Один из студентов-стажёров в Бодлеанской библиотеке обнаружил, что корешок книги, нуждающейся в реставрации, подклеен страницей из шекспировской пьесы:
Is that the one will help to cut the other.
‘Tis well, Lavinia, that thou hast no hands —
Это «Тит Андроник», первая сцена третьего действия. Изнасилованная и искалеченная Лавиния не может назвать своих истязателей ни вслух, ни на письме: ей отрезали язык и отрубили руки.
Трагедия юношеская, великолепный образчик кабинетного гуманизма, который, у предназначенного для декламации, а не для постановки Сенеки выучившись, выкладывает текст из трупов, как из лего — у Архенсолы в трагедии погибают все, кроме вестника, который, перешагивая мёртвые тела, пробирается на авансцену сказать эпилог.

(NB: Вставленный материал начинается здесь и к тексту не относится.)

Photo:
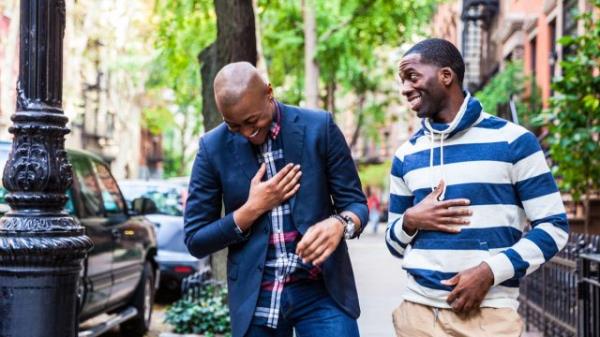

Это с одной стороны. С другой у нас площадной театр, который в мистерии, представляя мученичество святого, смердит настоящим палёным мясом и брызжет настоящей, с ближайшей бойни принесённой кровью из нацепленного под одежду бычьего пузыря.
Стишки про кишки! Кровища!
Молодой Шекспир это дело любит, но он всё-таки уже Шекспир.
И потому в дивно страшном и ярком, как сновидение, фильме Джули Теймор, доверившейся тексту, так завораживающе жутко будет ронять кровь изо рта бедняжка-Лавиния, так сухо и душераздирающе взлаивать великий сэр Энтони Хопкинс:
Give me a sword, I’ll chop off my hands too;
For they have fought for Rome, and all in vain;
And they have nursed this woe, in feeding life;
In bootless prayer have they been held up,
And they have served me to effectless use:
Now all the service I require of them
Is that the one will help to cut the other.
‘Tis well, Lavinia, that thou hast no hands;
For hands, to do Rome service, are but vain.
У Курошевой это звучит так:
Где меч мой? Руки отрублю себе
За то, что Рим напрасно защищали;
Питая жизнь мою, вскормили скорбь,
С мольбою безуспешной простирались
И бесполезно послужили мне.
Одной лишь, требую от них услуги:
Чтоб мне одна другую отрубила. —
Дочь, хорошо, что у тебя нет рук:
На службе Риму руки не нужны нам…
…да никак не звучит, будем честны.
И потому покалеченная книжка, под ветхим корешком которой обнаруживается осколок шекспировского текста, становится и Лавинией, лишённой рук, с полным ртом чернил, и страшно паясничающим трагическим героем, и чем-то отдельным и новым, исполненным смысла.
Я всегда говорила, что от Шекспира даже в деревянных человечках заводится жизнь и горячее дыхание — спасибо возлюбленной Бодлеанке за случайное созвучие.